La troisième, en famille, pour transmettre, créer un lien, planter des racines, acheter un appartement, la totale. Et puis de l'eau est passé sous les ponts. Un tsunami, plutôt. La rupture avec le pays, parmi tous les déchirements, a été rude. Llajtay blues. Pour accuser le coup, je n'ai plus lu les journaux, plus mangé de quinoa, plus écouté Norte Potosi, plus voulu en entendre parler. J'ai pris le grand grand large. Et nous voilà revenus à la case départ. L'angoisse monte. C'est toujours le même pays, mais plus comme avant. Est-ce un mal ? Est-ce un bien ? L'enthousiasme n'est plus là. La peur, un peu. De me sentir perdue. De ne plus rien comprendre. De ne pas trouver mes marques. De m'emmerder à 100 sous de l'heure. On me dit "waou ! Quel beau voyage !" et je songe "bof... Je serais tellement mieux assise dans mes alpages..."
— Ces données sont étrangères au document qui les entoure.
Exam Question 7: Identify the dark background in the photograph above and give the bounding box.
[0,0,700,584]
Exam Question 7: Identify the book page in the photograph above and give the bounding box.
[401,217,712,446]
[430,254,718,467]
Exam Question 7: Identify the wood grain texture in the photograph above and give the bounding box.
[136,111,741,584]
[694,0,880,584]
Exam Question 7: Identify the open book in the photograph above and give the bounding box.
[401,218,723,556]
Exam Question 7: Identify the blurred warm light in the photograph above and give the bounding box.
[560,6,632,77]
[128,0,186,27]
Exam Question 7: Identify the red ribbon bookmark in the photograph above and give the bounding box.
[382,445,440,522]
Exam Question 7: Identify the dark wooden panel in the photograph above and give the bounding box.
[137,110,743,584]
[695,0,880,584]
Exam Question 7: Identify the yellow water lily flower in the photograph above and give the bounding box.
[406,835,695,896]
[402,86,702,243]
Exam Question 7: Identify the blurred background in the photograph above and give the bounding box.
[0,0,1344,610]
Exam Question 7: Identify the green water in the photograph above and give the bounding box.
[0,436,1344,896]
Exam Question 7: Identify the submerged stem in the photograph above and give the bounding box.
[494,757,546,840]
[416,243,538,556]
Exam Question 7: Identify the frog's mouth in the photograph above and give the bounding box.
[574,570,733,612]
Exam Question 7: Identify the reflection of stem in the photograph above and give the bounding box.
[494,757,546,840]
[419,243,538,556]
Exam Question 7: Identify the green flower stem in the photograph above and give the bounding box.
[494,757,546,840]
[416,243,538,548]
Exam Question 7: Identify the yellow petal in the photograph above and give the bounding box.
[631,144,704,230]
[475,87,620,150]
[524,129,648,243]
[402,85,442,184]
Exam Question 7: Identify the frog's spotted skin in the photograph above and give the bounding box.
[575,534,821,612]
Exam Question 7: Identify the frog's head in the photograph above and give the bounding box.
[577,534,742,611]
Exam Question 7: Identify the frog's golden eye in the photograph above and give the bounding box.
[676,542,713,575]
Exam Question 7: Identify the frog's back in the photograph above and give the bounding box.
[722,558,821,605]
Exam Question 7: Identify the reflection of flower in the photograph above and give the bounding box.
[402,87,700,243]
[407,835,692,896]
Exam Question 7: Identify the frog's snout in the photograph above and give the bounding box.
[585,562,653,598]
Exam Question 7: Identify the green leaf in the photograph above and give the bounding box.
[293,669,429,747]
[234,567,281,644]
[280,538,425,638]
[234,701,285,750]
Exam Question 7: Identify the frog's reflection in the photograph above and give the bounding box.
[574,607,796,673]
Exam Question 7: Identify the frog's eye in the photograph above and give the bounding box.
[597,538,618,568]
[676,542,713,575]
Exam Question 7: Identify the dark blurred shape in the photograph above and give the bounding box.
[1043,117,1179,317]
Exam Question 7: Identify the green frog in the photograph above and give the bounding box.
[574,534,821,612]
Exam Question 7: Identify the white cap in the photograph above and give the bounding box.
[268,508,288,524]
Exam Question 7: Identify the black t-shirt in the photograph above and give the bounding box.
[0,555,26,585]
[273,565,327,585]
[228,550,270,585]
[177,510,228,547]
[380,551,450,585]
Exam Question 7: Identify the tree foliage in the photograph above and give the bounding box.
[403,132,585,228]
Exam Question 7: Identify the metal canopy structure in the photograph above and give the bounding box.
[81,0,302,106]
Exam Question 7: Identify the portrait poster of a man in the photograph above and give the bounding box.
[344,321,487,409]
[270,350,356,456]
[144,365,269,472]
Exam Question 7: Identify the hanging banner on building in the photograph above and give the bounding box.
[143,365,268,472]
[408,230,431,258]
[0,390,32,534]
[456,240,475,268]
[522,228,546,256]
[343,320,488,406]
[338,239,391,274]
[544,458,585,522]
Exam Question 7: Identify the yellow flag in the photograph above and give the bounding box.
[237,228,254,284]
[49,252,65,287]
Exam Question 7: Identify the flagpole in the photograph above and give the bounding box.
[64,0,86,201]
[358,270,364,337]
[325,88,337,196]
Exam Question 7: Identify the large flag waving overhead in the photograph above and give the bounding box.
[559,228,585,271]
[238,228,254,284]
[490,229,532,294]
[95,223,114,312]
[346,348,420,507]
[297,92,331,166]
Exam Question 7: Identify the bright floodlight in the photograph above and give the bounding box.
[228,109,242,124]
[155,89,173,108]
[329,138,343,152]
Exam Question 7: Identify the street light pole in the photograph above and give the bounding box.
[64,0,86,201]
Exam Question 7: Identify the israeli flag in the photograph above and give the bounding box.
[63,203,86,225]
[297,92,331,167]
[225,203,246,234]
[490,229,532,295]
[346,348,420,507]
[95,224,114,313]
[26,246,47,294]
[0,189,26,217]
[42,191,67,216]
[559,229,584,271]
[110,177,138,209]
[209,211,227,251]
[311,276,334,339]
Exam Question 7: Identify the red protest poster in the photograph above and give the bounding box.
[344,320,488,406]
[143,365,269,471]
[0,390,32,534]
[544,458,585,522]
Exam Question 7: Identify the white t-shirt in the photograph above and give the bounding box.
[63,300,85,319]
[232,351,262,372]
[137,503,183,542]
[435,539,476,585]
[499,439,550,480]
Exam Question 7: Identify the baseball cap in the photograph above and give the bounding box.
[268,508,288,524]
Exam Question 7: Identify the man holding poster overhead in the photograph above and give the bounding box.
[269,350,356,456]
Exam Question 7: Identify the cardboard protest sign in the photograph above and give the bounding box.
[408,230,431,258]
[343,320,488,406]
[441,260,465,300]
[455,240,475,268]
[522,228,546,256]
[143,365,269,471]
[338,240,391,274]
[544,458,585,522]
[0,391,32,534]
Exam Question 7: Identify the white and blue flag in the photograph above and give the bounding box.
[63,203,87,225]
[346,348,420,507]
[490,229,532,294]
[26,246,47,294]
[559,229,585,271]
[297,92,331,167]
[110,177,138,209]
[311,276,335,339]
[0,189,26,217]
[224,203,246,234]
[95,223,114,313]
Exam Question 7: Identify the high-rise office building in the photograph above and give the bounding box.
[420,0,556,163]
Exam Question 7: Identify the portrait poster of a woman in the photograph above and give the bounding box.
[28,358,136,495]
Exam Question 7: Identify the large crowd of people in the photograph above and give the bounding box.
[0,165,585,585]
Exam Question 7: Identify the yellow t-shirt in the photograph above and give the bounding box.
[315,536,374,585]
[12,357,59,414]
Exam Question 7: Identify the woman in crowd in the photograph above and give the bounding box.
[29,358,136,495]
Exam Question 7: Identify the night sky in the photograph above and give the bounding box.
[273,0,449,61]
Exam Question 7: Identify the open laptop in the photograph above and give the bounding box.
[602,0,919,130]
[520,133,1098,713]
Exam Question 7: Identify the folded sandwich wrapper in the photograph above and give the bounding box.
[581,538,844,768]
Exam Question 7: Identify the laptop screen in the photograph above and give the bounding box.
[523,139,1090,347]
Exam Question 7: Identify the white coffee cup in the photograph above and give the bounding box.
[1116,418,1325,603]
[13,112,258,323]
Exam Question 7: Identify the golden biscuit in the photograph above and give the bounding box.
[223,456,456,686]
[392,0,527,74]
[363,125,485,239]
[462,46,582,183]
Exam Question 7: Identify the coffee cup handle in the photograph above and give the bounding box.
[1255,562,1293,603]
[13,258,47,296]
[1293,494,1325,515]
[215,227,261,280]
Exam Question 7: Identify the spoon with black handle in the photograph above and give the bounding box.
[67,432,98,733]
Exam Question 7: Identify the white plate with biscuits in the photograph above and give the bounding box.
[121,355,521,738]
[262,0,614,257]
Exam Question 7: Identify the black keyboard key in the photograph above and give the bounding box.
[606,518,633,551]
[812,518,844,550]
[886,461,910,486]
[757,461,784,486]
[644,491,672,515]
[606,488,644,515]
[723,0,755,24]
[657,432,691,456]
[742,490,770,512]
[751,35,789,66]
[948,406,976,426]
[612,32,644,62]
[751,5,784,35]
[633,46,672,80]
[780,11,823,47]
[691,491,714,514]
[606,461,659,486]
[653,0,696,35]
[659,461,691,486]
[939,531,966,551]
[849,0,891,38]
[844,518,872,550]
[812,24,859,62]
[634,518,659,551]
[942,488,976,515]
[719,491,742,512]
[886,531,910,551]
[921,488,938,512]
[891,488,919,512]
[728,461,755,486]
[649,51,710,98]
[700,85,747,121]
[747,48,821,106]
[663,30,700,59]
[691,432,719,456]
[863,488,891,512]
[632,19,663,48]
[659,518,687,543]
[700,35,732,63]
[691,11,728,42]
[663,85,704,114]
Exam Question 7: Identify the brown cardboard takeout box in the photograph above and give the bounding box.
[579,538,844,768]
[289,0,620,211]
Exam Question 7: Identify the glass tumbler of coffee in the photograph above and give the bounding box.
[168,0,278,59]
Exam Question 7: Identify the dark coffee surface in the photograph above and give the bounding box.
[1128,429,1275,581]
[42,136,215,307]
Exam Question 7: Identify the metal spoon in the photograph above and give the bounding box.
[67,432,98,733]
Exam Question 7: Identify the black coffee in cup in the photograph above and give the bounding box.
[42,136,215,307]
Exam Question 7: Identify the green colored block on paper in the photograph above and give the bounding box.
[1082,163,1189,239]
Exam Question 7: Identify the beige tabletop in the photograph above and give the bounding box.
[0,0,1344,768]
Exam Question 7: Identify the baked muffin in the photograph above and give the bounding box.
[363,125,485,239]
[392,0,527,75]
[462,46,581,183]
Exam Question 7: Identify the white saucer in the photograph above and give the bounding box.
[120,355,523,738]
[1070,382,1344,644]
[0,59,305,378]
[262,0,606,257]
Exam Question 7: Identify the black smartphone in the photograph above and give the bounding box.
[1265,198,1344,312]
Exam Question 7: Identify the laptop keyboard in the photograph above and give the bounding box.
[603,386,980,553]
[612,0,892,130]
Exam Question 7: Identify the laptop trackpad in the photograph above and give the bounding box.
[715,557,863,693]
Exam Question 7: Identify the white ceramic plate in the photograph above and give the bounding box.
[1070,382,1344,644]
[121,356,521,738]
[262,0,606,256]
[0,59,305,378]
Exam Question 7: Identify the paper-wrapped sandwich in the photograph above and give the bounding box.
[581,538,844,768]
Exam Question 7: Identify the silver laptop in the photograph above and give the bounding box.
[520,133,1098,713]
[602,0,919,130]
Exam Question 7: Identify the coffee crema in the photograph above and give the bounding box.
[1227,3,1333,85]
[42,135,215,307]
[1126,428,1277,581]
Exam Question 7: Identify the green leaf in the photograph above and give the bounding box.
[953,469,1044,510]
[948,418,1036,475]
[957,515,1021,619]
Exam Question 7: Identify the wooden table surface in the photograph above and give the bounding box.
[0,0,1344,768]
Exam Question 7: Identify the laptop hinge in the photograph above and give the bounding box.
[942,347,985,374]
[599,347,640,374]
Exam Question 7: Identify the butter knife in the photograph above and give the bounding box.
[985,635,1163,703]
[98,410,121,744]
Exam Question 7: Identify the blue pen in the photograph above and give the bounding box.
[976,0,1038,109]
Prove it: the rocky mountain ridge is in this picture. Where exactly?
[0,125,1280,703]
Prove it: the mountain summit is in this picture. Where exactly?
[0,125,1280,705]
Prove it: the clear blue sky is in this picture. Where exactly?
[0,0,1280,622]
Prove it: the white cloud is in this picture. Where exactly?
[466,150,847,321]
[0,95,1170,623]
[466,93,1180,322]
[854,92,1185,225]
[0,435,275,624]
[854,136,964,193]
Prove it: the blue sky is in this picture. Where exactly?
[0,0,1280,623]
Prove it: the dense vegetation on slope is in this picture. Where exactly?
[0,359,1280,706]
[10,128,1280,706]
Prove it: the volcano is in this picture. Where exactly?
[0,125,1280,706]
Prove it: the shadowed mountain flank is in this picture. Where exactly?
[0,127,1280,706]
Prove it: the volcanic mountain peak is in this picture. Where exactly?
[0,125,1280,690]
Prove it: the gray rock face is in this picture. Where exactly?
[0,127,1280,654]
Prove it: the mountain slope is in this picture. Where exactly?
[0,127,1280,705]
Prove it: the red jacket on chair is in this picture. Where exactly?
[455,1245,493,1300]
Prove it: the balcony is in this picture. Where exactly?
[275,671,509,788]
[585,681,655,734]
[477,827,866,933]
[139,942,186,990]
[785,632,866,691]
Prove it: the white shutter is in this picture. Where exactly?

Allez, demain, c'est décidé, je m'y mets. J'ouvre une valise, juste pour vérifier que je ne vais pas tomber là-dedans dans un précipice. Parfois, quand on est enfant, on demande à maman de vérifier que le loup n'est pas sous le lit, le soir, avant de dormir. Un truc dans le genre. J'imagine. Demain, j'achète le Routard et je reprends tout depuis le début. La Bolivie ? Connais pas. Hâte de découvrir...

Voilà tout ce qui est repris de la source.